Pourquoi avez-vous eu cette envie de reconstruire au même endroit ? Avez-vous parfois des flashs ?

C’était important pour moi de reconstruire au même endroit car je voulais absolument redonner vie à ce bâtiment, que l’image est belle, que les gens oublient. Moi, je ne peux pas oublier et ce n’est pas en allant ailleurs que ça aurait été le cas, bien au contraire. Cette reconstruction m’a permis de l’accepter et d’avoir cette histoire avec moi car elle fait partie intégrante de ma vie. Un choix qui n’était pas celui de ma famille, qui souhaitait partir. Et j’avoue que je les ai un peu forcés mais je ne le regrette pas et ils n’en ont plus. Ce n’était pas la voie la plus simple, mais c’était nécessaire. Je ne voulais pas non plus être obligé de partir, je n’avais rien à me reprocher.

Oui, parfois lorsque j’ouvre mon portail électrique le matin, j’ai une émotion qui surgit. On est à la période de l’année où ça s’est passé, et je pensais qu’au bout de 10 ans ça passerait, mais finalement, c’est une période, entre la fin de l’année et le début de l’année suivante, où je suis toujours un peu plus fragile, où les émotions reviennent toujours plus.

Avez-vous encore des contacts avec Lilian aujourd’hui ?

J’en ai très régulièrement. En fin de compte, ce qui nous lie à Lilian est plus fort que ce que l’on imagine. Nous avons vécu l’horreur ensemble, nous pensions que nous allions mourir tous les deux. Nous avons vécu quelque chose de si fort que nous avons un lien indestructible. Il fait partie de ma vie.

Qu’est-ce que le 9 janvier 2015 a changé dans votre quotidien ?

Je ne suis plus du tout le même homme. J’aime l’aviation, j’aime les voitures, j’étais pilote de paramoteur, j’ai fait du parachutisme. J’ai mis tout ça de côté, je n’en veux plus. J’ai aussi des phobies que je n’avais pas avant. Je ne peux plus passer d’IRM, je ne supporte plus de rester allongée dans le noir, j’ai encore du mal à dormir… Je suis aussi devenue super vigilante. Par exemple, je ne peux m’empêcher de regarder constamment les écrans de surveillance, ou lorsque je vais au restaurant, je m’assois à une table où je suis sûr de pouvoir vérifier tout ce qui se passe autour de moi. Je suis toujours en alerte, c’est devenu presque instinctif.

Comment se porte votre imprimerie aujourd’hui ?

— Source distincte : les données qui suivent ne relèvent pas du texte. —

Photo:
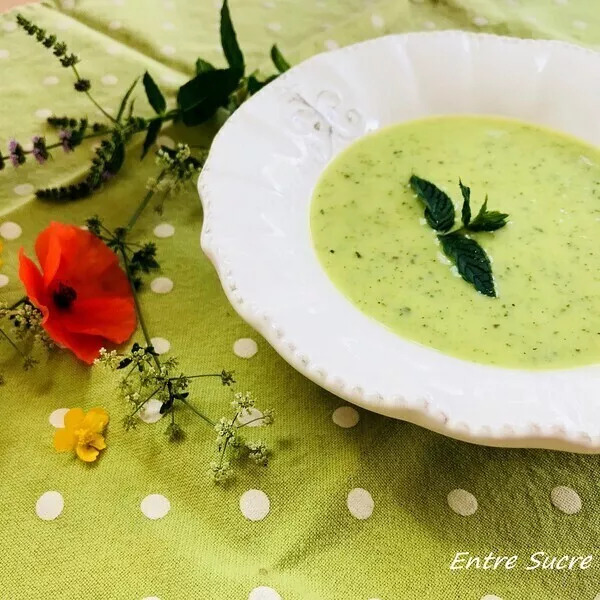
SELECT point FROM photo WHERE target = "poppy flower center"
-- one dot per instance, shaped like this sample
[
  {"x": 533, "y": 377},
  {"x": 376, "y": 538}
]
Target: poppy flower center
[{"x": 64, "y": 296}]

Cela a été très dur pendant 10 ans. Nous avons connu 5 ans de déficit et au moment où nous commencions à nous redresser, la période Covid nous a fait replonger. Mais cette année, pour la première fois, on retrouve un chiffre d’affaires équivalent à celui d’avant 2015. J’attends une confirmation, mais ce serait un bon signe de dire qu’après 10 ans, on s’en sortirait. À mon avis, mon entreprise est comme mon troisième enfant et le fait qu’elle avance me permet aussi d’avancer.